Ernest Becker, the Pulitzer Prize winning author, wrote, “In order to turn out a piece of work the author has to exaggerate the emphasis of it, to oppose it in a forcefully competitive way to other versions of the truth…the problem is to find the truth underneath the exaggeration.”
"More than thirteen years after the U.S. intelligence community named the prevention of terrorism its number one goal, it seems to have little understanding of what drives terrorism, or how to counter it. And, if the recently increasing criticism is correct, the government’s investment in academic terrorism research isn’t helping.
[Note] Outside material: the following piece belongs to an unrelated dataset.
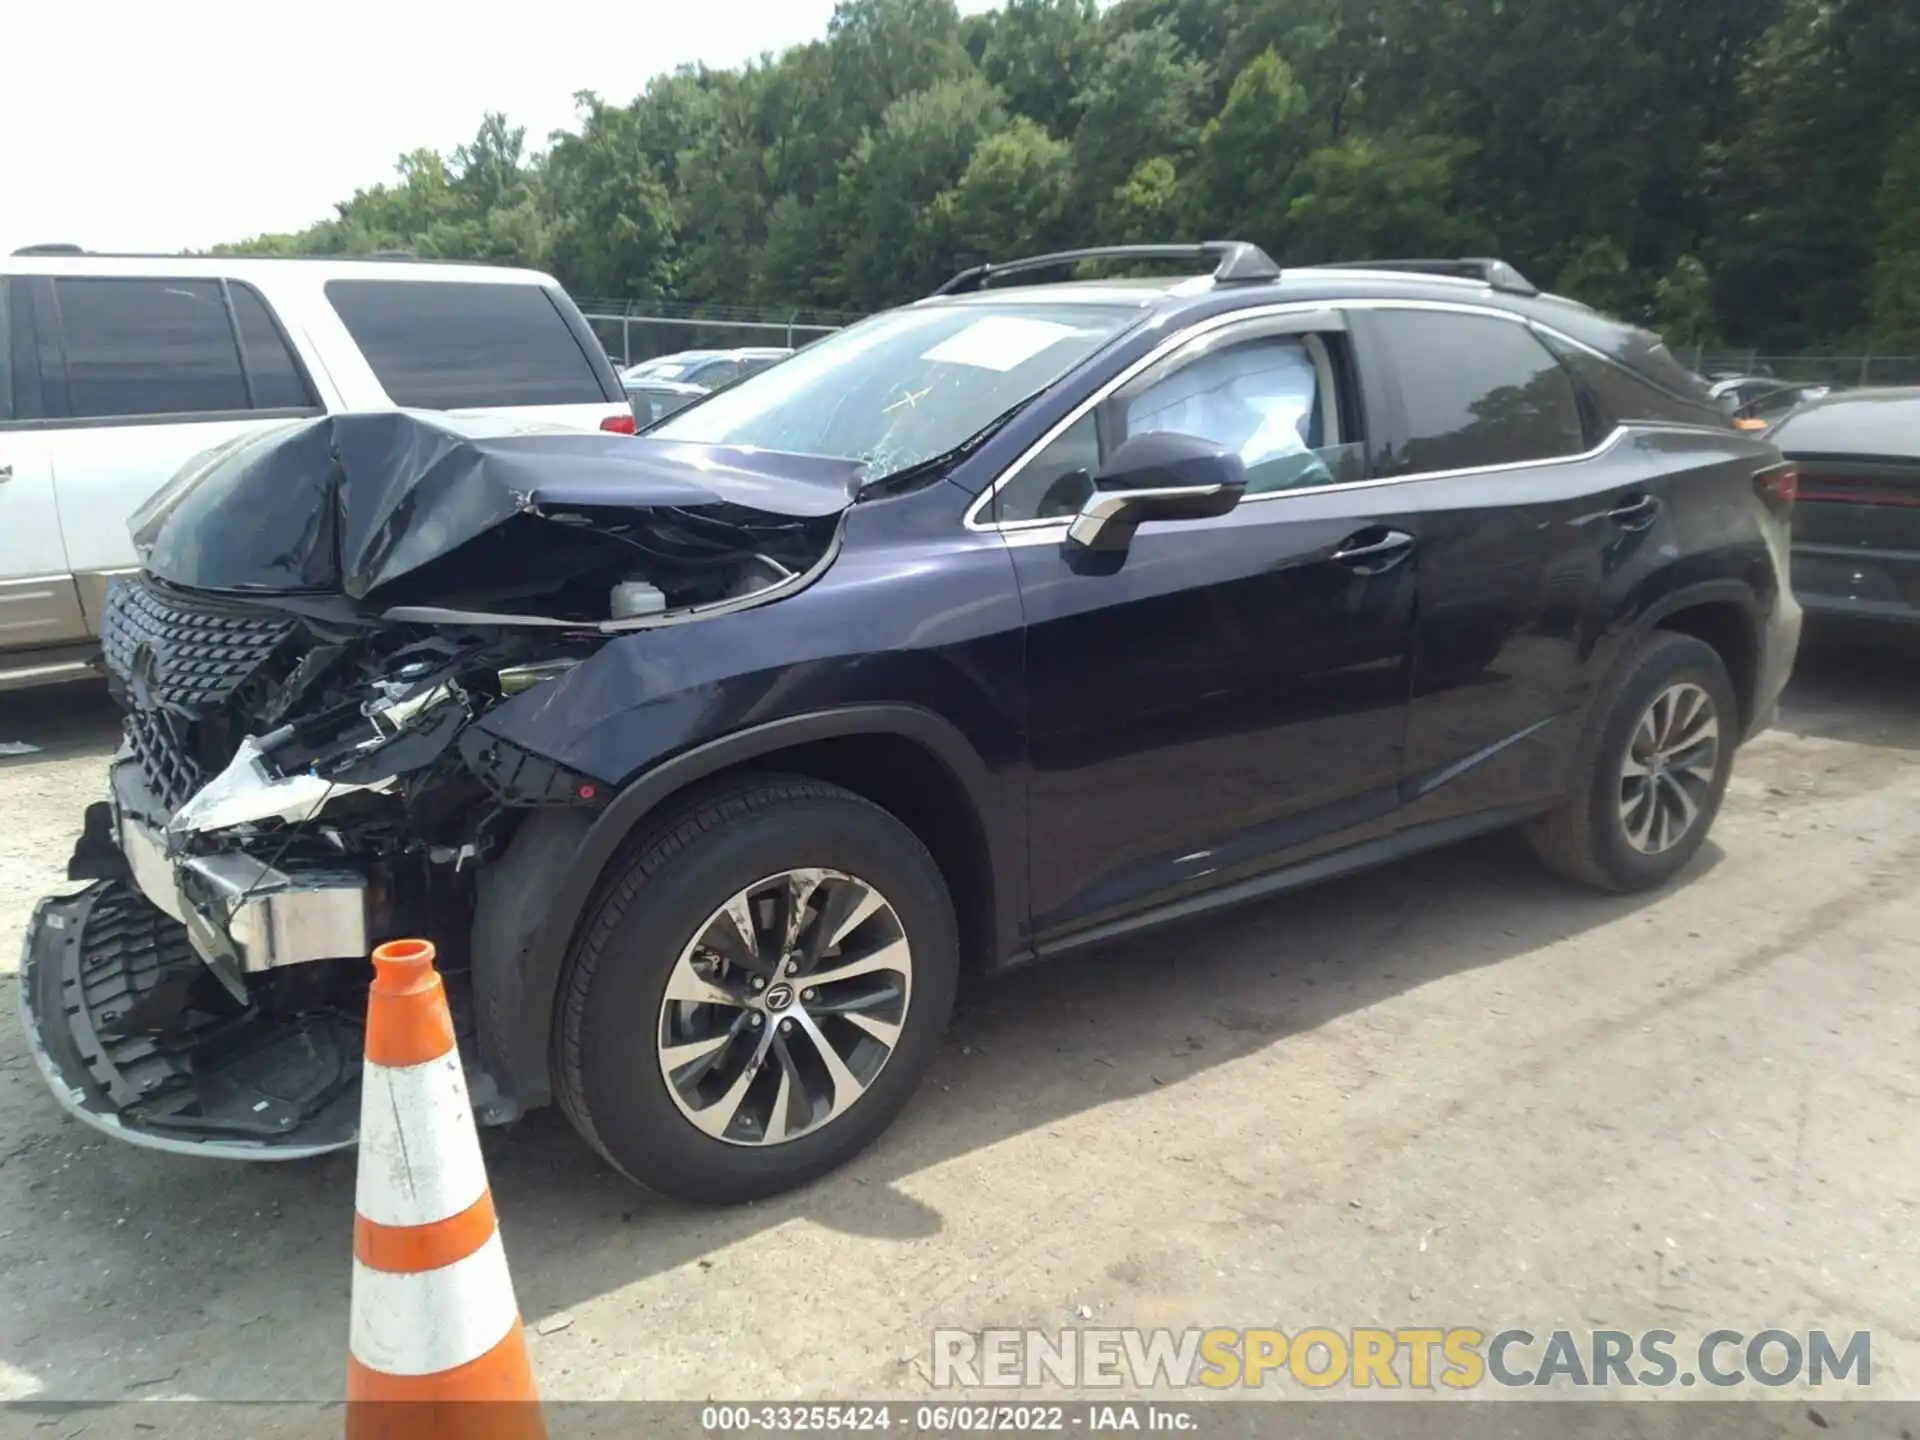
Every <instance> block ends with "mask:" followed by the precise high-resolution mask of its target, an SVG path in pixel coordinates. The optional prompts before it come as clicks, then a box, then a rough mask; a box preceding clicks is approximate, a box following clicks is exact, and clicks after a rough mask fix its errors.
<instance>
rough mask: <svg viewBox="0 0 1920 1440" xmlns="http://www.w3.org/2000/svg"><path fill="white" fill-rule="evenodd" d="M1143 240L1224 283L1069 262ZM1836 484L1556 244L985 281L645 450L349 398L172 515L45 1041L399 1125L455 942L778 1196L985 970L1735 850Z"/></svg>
mask: <svg viewBox="0 0 1920 1440" xmlns="http://www.w3.org/2000/svg"><path fill="white" fill-rule="evenodd" d="M1083 259H1102V261H1142V263H1144V261H1156V263H1187V265H1188V267H1192V269H1198V271H1204V273H1200V275H1190V276H1173V278H1142V280H1066V282H1056V284H1006V282H1008V280H1021V278H1029V276H1031V275H1033V273H1037V271H1041V269H1043V267H1064V265H1071V263H1075V261H1083ZM1791 493H1793V482H1791V474H1789V472H1788V470H1786V467H1784V463H1782V457H1780V453H1778V451H1776V449H1774V447H1772V445H1770V444H1766V442H1764V440H1761V438H1755V436H1751V434H1745V432H1741V430H1738V428H1736V426H1734V424H1732V420H1730V419H1728V415H1726V413H1724V411H1722V409H1720V407H1718V405H1716V403H1715V401H1713V399H1711V397H1709V396H1707V394H1705V388H1703V386H1701V382H1697V380H1695V378H1692V376H1690V374H1688V372H1686V371H1684V369H1682V367H1680V365H1678V363H1676V361H1674V359H1672V357H1670V355H1668V353H1667V351H1665V349H1663V348H1661V344H1659V342H1657V340H1655V338H1653V336H1649V334H1645V332H1640V330H1632V328H1626V326H1620V324H1615V323H1611V321H1607V319H1603V317H1599V315H1596V313H1594V311H1590V309H1586V307H1582V305H1576V303H1572V301H1567V300H1557V298H1553V296H1544V294H1538V292H1536V290H1534V286H1530V284H1528V282H1526V280H1524V278H1521V276H1519V275H1517V273H1515V271H1513V269H1511V267H1507V265H1501V263H1498V261H1380V263H1371V265H1348V267H1342V269H1290V271H1281V269H1279V267H1277V265H1275V263H1273V261H1271V259H1267V255H1263V253H1261V252H1260V250H1256V248H1254V246H1248V244H1238V242H1221V244H1208V246H1160V248H1144V250H1142V248H1119V250H1098V252H1071V253H1066V255H1044V257H1033V259H1025V261H1010V263H1004V265H995V267H979V269H973V271H968V273H966V275H962V276H956V278H954V280H952V282H948V286H945V290H943V292H941V294H935V296H929V298H927V300H922V301H918V303H912V305H906V307H902V309H895V311H891V313H883V315H877V317H872V319H868V321H864V323H860V324H854V326H851V328H847V330H843V332H837V334H833V336H829V338H826V340H822V342H820V344H816V346H810V348H808V349H804V351H801V353H797V355H793V357H791V359H787V361H785V363H781V365H778V367H774V369H770V371H764V372H762V374H756V376H749V378H745V380H741V382H739V384H735V386H732V388H728V390H722V392H718V394H714V396H710V397H707V399H703V401H701V403H697V405H693V407H689V409H685V411H682V413H680V415H674V417H668V419H666V420H664V422H662V424H659V426H655V428H653V430H651V434H647V436H639V438H622V436H605V434H564V432H557V430H551V428H545V426H540V424H534V422H516V420H513V419H503V417H451V415H444V417H436V415H424V413H409V411H399V413H394V411H388V413H359V415H330V417H311V419H292V420H286V422H282V424H280V426H276V428H271V430H263V432H255V434H248V436H242V438H238V440H234V442H230V444H228V445H227V447H223V449H219V451H215V453H209V455H205V457H202V459H200V461H196V463H194V465H192V467H188V468H186V470H182V472H180V474H179V476H177V478H175V480H173V482H171V484H169V486H167V490H165V492H161V493H159V495H156V497H154V501H152V503H150V505H146V507H144V509H142V511H140V513H138V515H136V516H134V526H132V532H134V545H136V549H138V553H140V561H142V570H140V574H138V576H136V578H132V580H131V582H123V584H119V586H117V588H115V589H113V591H111V597H109V601H108V607H106V614H104V620H102V641H104V649H106V660H108V666H109V670H111V674H113V689H115V693H117V697H119V699H121V703H123V705H125V708H127V743H125V747H123V751H121V755H119V756H117V758H115V762H113V766H111V783H109V793H108V797H106V799H102V801H100V803H98V804H94V806H92V808H90V810H88V812H86V818H84V828H83V835H81V839H79V845H77V849H75V856H73V862H71V876H73V877H75V879H86V881H90V883H88V885H86V887H84V889H81V891H79V893H73V895H67V897H50V899H46V900H42V902H40V904H38V908H36V910H35V916H33V922H31V929H29V935H27V945H25V973H23V987H21V989H23V998H25V1023H27V1033H29V1039H31V1044H33V1052H35V1054H36V1056H38V1064H40V1068H42V1071H44V1073H46V1079H48V1083H50V1085H52V1089H54V1092H56V1096H58V1098H60V1100H61V1102H63V1104H65V1106H67V1108H71V1110H73V1112H75V1114H77V1116H81V1117H83V1119H84V1121H88V1123H92V1125H98V1127H102V1129H106V1131H109V1133H113V1135H119V1137H123V1139H127V1140H134V1142H140V1144H148V1146H157V1148H165V1150H196V1152H205V1154H223V1156H240V1158H257V1160H271V1158H292V1156H305V1154H315V1152H323V1150H332V1148H340V1146H348V1144H351V1142H353V1137H355V1125H357V1085H359V1056H361V1023H363V1010H365V993H367V977H369V966H367V962H365V956H367V950H369V947H372V945H374V943H378V941H384V939H390V937H403V935H420V937H428V939H432V941H434V943H436V945H438V947H440V954H442V968H444V972H445V973H447V983H449V993H451V998H453V1008H455V1027H457V1031H459V1039H461V1052H463V1056H465V1060H467V1066H468V1071H470V1089H472V1094H474V1104H476V1110H478V1114H480V1117H482V1121H490V1123H497V1121H507V1119H513V1117H515V1116H518V1114H522V1112H524V1110H528V1108H532V1106H541V1104H547V1102H559V1104H561V1108H563V1110H564V1112H566V1116H568V1117H570V1119H572V1123H574V1125H576V1127H578V1129H580V1133H582V1135H584V1137H586V1139H588V1142H589V1144H591V1146H595V1148H597V1150H599V1152H601V1154H603V1156H605V1158H607V1160H609V1162H612V1164H614V1165H618V1167H620V1169H622V1171H624V1173H626V1175H630V1177H632V1179H636V1181H641V1183H643V1185H649V1187H655V1188H659V1190H666V1192H674V1194H682V1196H691V1198H703V1200H720V1202H728V1200H745V1198H753V1196H764V1194H770V1192H776V1190H781V1188H785V1187H793V1185H799V1183H804V1181H808V1179H810V1177H816V1175H820V1173H824V1171H826V1169H829V1167H833V1165H837V1164H841V1162H845V1160H847V1158H851V1156H852V1154H856V1152H858V1150H860V1148H862V1146H864V1144H868V1142H870V1140H874V1139H876V1137H877V1135H879V1133H881V1131H883V1129H885V1127H887V1125H889V1123H891V1121H893V1119H895V1116H899V1114H900V1110H902V1106H904V1104H906V1100H908V1096H910V1094H912V1091H914V1087H916V1085H918V1083H920V1079H922V1075H924V1073H925V1069H927V1064H929V1060H931V1056H933V1050H935V1044H937V1043H939V1035H941V1029H943V1025H945V1021H947V1018H948V1010H950V1004H952V998H954V985H956V979H958V977H960V973H962V970H966V968H979V970H995V968H1004V966H1014V964H1021V962H1027V960H1037V958H1046V956H1054V954H1060V952H1066V950H1073V948H1079V947H1087V945H1092V943H1096V941H1102V939H1108V937H1114V935H1121V933H1127V931H1135V929H1139V927H1144V925H1177V924H1179V922H1181V920H1187V918H1190V916H1194V914H1200V912H1204V910H1212V908H1215V906H1227V904H1235V902H1242V900H1252V899H1258V897H1267V895H1275V893H1279V891H1286V889H1288V887H1296V885H1302V883H1308V881H1315V879H1323V877H1327V876H1336V874H1342V872H1352V870H1359V868H1363V866H1373V864H1379V862H1384V860H1392V858H1396V856H1404V854H1409V852H1413V851H1421V849H1427V847H1434V845H1442V843H1448V841H1453V839H1459V837H1463V835H1473V833H1476V831H1488V829H1496V828H1501V826H1521V828H1524V831H1526V835H1528V837H1530V839H1532V843H1534V847H1536V849H1538V852H1540V856H1542V858H1544V860H1546V862H1548V864H1549V866H1553V868H1555V870H1559V872H1561V874H1565V876H1569V877H1571V879H1574V881H1580V883H1584V885H1592V887H1599V889H1607V891H1634V889H1645V887H1653V885H1661V883H1665V881H1668V879H1672V877H1674V876H1676V874H1678V872H1680V870H1682V868H1684V866H1686V864H1688V860H1690V858H1692V856H1693V854H1695V851H1697V849H1699V847H1701V843H1703V841H1705V839H1707V829H1709V826H1711V824H1713V820H1715V812H1716V810H1718V806H1720V797H1722V795H1724V791H1726V783H1728V774H1730V770H1732V764H1734V751H1736V747H1738V745H1740V743H1741V739H1743V737H1747V735H1751V733H1753V732H1755V730H1757V728H1759V726H1764V724H1766V720H1768V716H1770V712H1772V707H1774V699H1776V695H1778V691H1780V687H1782V684H1784V682H1786V676H1788V670H1789V666H1791V659H1793V651H1795V645H1797V636H1799V607H1797V605H1795V603H1793V597H1791V591H1789V588H1788V507H1789V501H1791Z"/></svg>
It may be because the government is continuing to fund research supporting discredited theories of terrorist radicalization, rather than objective empirical analyses."
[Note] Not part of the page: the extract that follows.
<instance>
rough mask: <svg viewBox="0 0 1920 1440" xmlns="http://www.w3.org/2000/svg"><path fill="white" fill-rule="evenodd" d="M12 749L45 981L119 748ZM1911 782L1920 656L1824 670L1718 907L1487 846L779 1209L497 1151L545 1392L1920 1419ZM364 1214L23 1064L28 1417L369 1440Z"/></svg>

The difficulty and challenge is being able to have a solid metrics system and equation in reaching solid conclusions. Whether you agree with Michael's assessment that seems to point to American intervention as a more serious problem than extreme religious ideology it is difficult to sift through human motives and which one is more dominant than the other.
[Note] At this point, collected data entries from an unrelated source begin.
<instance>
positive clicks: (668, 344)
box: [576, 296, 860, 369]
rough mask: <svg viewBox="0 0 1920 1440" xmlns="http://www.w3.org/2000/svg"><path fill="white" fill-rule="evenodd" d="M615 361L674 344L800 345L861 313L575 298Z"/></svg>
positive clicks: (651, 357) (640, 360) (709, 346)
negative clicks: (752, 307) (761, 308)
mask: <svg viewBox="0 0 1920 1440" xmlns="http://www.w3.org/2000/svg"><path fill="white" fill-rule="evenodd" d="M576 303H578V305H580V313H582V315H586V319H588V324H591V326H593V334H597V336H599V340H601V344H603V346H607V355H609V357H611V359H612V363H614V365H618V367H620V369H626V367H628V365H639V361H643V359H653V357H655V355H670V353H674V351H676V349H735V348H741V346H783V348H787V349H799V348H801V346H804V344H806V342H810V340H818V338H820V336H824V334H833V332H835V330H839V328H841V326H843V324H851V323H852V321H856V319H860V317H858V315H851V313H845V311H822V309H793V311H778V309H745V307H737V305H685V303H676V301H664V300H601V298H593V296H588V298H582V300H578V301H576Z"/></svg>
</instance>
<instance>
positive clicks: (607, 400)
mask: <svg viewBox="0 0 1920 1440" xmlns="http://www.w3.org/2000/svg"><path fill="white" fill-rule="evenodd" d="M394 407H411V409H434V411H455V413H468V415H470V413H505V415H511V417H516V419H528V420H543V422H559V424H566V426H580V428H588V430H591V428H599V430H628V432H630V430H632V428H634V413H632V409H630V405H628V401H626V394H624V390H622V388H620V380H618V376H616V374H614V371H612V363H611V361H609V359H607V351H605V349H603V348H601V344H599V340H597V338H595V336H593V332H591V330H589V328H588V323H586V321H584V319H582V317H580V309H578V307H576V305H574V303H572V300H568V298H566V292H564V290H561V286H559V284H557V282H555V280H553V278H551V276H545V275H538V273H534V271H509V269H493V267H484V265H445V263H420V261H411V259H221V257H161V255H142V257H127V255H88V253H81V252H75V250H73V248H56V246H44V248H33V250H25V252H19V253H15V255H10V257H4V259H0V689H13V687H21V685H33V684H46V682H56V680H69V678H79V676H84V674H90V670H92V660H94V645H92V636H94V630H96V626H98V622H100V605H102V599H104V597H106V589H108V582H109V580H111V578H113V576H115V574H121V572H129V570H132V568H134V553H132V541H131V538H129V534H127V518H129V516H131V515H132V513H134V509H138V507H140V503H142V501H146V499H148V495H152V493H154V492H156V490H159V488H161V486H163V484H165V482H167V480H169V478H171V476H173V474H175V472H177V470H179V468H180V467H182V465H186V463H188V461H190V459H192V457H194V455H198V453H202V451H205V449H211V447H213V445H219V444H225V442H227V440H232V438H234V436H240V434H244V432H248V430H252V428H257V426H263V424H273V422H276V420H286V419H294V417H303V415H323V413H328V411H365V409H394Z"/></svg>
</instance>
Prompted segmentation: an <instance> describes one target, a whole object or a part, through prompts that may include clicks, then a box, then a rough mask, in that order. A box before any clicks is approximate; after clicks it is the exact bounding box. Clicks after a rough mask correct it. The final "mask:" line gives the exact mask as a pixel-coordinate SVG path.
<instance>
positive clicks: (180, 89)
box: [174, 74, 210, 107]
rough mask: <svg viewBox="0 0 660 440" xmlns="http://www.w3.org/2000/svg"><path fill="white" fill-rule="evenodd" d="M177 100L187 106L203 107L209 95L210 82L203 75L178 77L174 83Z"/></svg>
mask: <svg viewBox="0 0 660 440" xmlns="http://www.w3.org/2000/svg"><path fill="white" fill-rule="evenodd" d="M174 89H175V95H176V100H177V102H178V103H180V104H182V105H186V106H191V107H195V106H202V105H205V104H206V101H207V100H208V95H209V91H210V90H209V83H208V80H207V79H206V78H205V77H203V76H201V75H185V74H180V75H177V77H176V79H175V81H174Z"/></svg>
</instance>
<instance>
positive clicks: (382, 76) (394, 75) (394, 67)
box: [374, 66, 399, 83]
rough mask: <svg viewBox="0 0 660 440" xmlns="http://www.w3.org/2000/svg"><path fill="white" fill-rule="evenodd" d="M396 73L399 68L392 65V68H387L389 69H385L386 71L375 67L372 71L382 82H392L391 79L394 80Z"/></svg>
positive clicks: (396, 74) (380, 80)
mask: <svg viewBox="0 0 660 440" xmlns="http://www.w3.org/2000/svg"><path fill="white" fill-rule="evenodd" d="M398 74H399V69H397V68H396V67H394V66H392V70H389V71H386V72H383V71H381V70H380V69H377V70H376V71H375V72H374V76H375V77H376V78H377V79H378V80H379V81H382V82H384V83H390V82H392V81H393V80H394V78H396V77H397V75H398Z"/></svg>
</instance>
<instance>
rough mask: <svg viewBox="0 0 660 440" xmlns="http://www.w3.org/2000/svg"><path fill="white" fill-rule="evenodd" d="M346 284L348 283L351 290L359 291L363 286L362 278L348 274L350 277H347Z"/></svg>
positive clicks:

To be sure Americanism is part of the drama. So is the history of Ba'athism and Islamism. How does one go about deconstructing which variable is more important than the other? How do you create a reliable equation that includes all the factors? The Iran and Iraq war of the 1980's versus the invasion of Kuwait by Saddam or the invasion by America? How do you determine and divide the quantity of the pie factor causation?
The pie consists of many moving pieces from geopolitics, ideology, psychology, historical and cultural movements, war...et cetera.
I think Zack Beauchamp does a good as job as any in trying to encompass all the factors and variables in the rise of ISIS. See his article here.
Also combining "objective empirical analysis" assumes those analyzing and those being analyzed are rational actors which is rarely the case. Human beings are motivated by many factors including factors that are hard to quantify and pin it down to some metric system. I agree with the drive to be more empirical and stay close to factual causation however there needs to be checks and balances to even those groups who claim objectivity because each think tank or person may have their own agenda including Michael German.